By Svante E. Cornell and Michael Jonsson
UPPSALA, Sweden: After almost eight years of sustained efforts and billions of
dollars, Washington and Brussels are determined to create an independent state
of Kosovo.
What they are ushering into existence, however, looks set to become a heavily
criminalized state in the heart of Europe, with far- reaching implications.
When the international community intervened in Kosovo in 1999, it had the right
intentions but the wrong friends. The United States and its allies did not
reward the popular Kosovar leader Ibrahim Rugova for eight years of patient
resistance against Serbian maltreatment, but only acted decisively after the
paramilitary Kosovo Liberation Army provoked the Yugoslav military into a major
crackdown, which led to the Kosovo war.
This was understandable, probably unavoidable, but also unfortunate. Much of
what ails Kosovo today stems in part from the failure to deal with the
side-effects of the intervention and with the continued power of the
now-disbanded KLA.
The war gave the KLA increased legitimacy, following and funding. But the KLA
was hardly a poster child for high-minded guerrilla warfare. Considered a
terrorist organization by the United States and other Western governments,
during the war it used lethal force against competing Kosovar political
movements and Kosovars suspected of collaboration with the Serbs.
It received extensive funding from drug trafficking and engaged in serious human
rights violations. In spite of this track record, once the war finished, the KLA
was allowed to reinvent itself into a political party, the PDK, and to form most
of the Kosovo Protection Corps as well as the police force.
The consequences were entirely predictable. Several members of Rugova's popular
LDK party were attacked and killed, creating a situation in which the two
leading parties in Kosovo developed their own semi-official "security services."
Albanian organized crime cashed in on alliances created with leading Kosovar
Albanian politicians and today control much of the heroin traffic to Western
Europe.
Remnants of the KLA -- and its funding network -- were involved in fomenting
unrest in southern Serbia and northern Macedonia, twice bringing the latter to
the brink of full-blown conflict. Members of the Kosovo Protection Corps have
also been arrested on charges of killing civilian Serbs.
The KLA legacy groups have created a major problem for the UN Mission in
Kosovo and the multinational Kosovo Force.
In March 2004, KLA-affiliated groups organized riots against the detention of
their leaders on war- crime charges. Massive unrest over the following days
killed 19 and injured hundreds. Many Kosovar policemen -- also with roots
in the KLA -- did nothing, while others took active part in the rioting.
In private, members of the UN police force acknowledge that they and the
multinational forces in Kosovo have become reluctant to target former KLA
members involved in organized crime.
After a year of negotiations on Kosovo's status, the special UN envoy, Martti
Ahtisaari, has stated that "the potential for negotiations is exhausted."

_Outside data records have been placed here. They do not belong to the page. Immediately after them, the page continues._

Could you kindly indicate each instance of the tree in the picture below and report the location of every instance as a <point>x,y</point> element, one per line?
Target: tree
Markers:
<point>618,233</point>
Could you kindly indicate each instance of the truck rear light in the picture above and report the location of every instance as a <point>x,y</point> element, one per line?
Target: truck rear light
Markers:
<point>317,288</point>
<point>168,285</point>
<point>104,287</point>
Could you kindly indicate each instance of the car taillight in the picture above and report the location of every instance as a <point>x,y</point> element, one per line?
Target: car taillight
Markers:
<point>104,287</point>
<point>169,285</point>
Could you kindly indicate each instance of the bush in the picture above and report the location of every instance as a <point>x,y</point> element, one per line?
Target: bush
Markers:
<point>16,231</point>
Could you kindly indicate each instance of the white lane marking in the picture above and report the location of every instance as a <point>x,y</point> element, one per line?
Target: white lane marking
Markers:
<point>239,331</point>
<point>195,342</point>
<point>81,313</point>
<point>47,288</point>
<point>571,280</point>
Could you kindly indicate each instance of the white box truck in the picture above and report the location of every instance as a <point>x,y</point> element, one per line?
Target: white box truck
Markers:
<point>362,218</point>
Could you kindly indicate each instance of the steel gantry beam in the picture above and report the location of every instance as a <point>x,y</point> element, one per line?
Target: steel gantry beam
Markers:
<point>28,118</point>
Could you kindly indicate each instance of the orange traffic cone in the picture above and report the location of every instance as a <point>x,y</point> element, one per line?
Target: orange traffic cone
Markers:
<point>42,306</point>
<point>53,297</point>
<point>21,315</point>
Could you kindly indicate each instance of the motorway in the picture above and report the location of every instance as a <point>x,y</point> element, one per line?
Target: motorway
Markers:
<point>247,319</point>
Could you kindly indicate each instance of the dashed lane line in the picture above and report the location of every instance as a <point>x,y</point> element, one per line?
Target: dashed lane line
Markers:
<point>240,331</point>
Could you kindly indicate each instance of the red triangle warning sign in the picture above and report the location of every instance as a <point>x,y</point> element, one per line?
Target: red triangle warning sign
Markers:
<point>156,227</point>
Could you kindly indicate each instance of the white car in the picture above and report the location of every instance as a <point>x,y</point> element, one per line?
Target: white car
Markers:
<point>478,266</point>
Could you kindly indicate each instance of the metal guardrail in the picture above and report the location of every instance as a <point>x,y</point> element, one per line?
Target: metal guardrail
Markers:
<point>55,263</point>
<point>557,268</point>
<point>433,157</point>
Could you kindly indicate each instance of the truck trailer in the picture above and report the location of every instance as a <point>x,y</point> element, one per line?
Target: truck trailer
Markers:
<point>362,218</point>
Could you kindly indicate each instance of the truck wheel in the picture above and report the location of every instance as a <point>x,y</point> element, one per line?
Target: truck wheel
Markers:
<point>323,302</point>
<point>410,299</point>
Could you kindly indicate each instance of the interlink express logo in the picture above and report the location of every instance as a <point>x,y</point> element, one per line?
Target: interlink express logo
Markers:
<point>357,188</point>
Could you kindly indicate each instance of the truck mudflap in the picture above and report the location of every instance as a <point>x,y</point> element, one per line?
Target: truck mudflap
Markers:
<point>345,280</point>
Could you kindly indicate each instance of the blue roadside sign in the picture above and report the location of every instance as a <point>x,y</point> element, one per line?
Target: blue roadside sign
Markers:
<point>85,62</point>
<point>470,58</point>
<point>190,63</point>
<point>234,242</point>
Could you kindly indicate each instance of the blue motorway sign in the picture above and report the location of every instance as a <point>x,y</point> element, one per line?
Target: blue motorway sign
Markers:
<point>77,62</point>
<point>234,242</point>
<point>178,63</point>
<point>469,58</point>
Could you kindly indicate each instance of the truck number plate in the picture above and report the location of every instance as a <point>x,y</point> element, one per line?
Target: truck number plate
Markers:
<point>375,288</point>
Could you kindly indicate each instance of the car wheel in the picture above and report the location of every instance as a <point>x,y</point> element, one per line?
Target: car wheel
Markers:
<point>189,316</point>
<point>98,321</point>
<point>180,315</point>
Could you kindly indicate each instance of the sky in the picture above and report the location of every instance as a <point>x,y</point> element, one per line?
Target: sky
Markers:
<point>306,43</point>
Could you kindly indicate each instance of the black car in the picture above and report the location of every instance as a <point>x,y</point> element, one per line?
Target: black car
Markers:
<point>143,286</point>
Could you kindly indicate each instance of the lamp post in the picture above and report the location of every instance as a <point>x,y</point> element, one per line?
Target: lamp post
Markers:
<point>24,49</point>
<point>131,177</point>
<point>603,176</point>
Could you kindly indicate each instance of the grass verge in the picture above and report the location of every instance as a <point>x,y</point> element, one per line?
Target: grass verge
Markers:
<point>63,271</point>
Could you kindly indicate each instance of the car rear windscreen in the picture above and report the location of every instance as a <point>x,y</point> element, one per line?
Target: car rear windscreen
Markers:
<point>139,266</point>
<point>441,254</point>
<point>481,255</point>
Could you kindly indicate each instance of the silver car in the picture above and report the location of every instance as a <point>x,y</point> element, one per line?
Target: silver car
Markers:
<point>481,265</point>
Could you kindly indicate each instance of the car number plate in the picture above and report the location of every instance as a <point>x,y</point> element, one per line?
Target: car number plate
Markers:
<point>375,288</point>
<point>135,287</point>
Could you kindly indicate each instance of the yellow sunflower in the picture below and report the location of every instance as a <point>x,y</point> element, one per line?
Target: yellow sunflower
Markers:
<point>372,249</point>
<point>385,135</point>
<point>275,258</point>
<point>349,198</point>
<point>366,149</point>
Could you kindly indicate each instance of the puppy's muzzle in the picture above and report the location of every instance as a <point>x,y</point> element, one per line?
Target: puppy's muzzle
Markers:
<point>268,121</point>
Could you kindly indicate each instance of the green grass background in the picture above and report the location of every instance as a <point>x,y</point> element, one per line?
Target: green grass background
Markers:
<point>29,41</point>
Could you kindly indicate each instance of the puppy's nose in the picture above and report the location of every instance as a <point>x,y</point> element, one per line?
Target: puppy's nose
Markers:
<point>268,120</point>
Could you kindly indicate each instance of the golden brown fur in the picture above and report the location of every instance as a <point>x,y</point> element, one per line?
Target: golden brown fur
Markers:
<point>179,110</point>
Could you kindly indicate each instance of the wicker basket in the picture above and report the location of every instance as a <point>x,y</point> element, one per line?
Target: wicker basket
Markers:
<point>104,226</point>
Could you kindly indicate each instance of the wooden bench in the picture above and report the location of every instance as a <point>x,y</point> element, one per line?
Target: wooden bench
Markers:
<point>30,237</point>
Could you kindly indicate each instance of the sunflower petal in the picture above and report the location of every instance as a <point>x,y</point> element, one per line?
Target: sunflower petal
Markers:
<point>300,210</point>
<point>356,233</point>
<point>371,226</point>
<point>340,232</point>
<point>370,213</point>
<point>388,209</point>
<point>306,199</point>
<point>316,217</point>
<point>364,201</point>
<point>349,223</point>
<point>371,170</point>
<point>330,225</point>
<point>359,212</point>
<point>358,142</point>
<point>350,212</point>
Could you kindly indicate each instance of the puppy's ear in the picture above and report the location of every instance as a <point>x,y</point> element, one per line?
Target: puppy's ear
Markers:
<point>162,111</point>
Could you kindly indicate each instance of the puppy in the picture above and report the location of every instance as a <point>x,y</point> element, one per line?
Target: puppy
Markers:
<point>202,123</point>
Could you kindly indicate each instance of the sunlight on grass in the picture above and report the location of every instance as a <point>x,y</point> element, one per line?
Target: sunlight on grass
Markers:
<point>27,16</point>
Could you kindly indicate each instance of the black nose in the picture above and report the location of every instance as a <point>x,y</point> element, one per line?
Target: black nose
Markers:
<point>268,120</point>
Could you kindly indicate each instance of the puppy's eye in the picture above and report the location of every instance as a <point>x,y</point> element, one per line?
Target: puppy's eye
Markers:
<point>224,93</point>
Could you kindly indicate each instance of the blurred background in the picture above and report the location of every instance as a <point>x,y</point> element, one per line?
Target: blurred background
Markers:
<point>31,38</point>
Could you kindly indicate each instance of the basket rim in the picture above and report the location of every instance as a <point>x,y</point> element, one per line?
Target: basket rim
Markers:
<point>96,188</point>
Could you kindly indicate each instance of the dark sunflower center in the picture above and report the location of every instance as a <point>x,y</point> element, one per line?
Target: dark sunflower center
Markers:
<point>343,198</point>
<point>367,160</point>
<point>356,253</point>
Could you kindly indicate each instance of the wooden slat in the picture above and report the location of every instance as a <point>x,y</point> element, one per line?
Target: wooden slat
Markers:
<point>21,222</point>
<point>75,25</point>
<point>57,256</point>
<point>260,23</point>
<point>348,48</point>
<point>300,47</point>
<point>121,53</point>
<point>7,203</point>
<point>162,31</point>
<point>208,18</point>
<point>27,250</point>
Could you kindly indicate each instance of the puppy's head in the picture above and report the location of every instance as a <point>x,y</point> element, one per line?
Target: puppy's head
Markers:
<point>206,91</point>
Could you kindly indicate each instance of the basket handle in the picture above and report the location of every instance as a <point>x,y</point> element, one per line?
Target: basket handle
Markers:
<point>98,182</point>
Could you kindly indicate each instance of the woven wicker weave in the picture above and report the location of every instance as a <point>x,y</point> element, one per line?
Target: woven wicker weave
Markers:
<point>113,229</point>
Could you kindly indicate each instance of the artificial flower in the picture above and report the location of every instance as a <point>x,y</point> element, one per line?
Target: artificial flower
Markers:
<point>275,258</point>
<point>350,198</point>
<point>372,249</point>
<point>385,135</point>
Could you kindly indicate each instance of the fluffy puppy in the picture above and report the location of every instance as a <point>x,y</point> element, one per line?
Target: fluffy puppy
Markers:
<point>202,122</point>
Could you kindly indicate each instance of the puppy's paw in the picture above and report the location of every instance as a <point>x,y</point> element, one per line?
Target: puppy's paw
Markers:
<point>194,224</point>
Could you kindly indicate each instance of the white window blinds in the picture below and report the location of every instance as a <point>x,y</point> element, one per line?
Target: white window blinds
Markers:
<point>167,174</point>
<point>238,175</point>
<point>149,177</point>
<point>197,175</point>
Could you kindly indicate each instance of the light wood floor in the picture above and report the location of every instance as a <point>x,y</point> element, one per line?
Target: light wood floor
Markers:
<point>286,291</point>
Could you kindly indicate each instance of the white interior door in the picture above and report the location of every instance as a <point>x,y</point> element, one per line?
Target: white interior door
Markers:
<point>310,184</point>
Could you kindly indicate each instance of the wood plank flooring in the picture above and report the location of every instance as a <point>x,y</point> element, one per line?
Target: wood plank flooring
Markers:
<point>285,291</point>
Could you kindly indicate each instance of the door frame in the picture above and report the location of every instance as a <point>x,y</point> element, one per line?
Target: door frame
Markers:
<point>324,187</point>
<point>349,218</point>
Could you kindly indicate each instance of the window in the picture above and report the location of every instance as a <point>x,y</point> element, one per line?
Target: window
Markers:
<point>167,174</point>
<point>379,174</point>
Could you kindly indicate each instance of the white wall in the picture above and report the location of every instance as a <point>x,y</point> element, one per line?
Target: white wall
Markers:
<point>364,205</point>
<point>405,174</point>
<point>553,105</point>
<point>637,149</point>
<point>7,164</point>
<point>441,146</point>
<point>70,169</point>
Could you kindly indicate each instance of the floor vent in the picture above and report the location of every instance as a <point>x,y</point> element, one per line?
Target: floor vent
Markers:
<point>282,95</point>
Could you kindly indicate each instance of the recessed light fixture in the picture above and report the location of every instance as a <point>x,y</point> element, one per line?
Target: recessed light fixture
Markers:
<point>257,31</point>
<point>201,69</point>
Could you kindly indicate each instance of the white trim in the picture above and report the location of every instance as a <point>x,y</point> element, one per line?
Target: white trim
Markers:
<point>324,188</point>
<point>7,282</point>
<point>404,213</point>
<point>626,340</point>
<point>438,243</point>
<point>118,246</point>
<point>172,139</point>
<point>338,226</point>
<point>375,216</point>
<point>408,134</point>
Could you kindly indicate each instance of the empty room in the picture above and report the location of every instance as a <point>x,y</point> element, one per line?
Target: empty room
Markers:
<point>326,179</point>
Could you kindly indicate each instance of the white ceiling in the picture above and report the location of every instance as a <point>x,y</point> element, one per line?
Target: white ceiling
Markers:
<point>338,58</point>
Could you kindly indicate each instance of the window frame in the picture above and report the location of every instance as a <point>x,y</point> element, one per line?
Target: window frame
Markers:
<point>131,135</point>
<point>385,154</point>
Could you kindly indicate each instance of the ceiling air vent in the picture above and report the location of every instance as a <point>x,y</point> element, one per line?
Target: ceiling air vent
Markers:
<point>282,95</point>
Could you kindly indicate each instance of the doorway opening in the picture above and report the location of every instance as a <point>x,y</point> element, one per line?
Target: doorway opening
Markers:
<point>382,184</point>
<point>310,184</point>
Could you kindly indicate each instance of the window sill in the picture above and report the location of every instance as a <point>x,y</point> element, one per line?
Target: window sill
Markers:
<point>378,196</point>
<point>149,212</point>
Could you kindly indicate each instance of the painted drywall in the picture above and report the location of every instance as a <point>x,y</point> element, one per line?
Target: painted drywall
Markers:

Ahtissari's plan, which would grant Kosovo de-facto statehood under limited
European supervision, is currently before the UN Security Council.
Serbia has rejected the plan and Russian officials have hinted that they may use
their veto. On the other hand, Kosovar groups have threatened extensive riots
if Kosovar aspirations for indepedence are further frustrated, in effect
blackmailing the international community.
Even if this impasse is successfully resolved, the Kosovo problem will not be.
The leadership of the new state would at best be under heavy influence from
organized crime, and at worst in direct collusion with criminal groups.
In June 2003, a spokesman for the UN police said that Kosovo "is not a society
affected by organized crime, but a society founded on organized crime."
Some European officials insist that things have improved since then, but local
analysts disagree. As a local expert told the authors, it is more appropriate to
speak of "state institutionalized crime" than "organized crime" in Kosovo.
As the record in many post-Communist countries shows, the salience of corruption
and organized crime has the potential to thwart all forms of political and
economic development and to turn countries into failing states.
Clearly, the Kosovo question offers few positive policy options. Handing the
province back to Serbia would hardly solve any problems. Neither would
continuing to hold it in limbo.
But unless decisive steps are taken to clamp down on organized crime and its
linkages to Kosovo's political elite while the international community still has
jurisdiction over the territory, there will be many opportunities to regret the
mistake and few to amend it.
Svante E. Cornell is research director, and Michael Jonsson a researcher, at the
Central Asia-Caucasus Institute & Silk Road Studies Program, a joint center at
Johns Hopkins University-SAIS and Uppsala University, Sweden.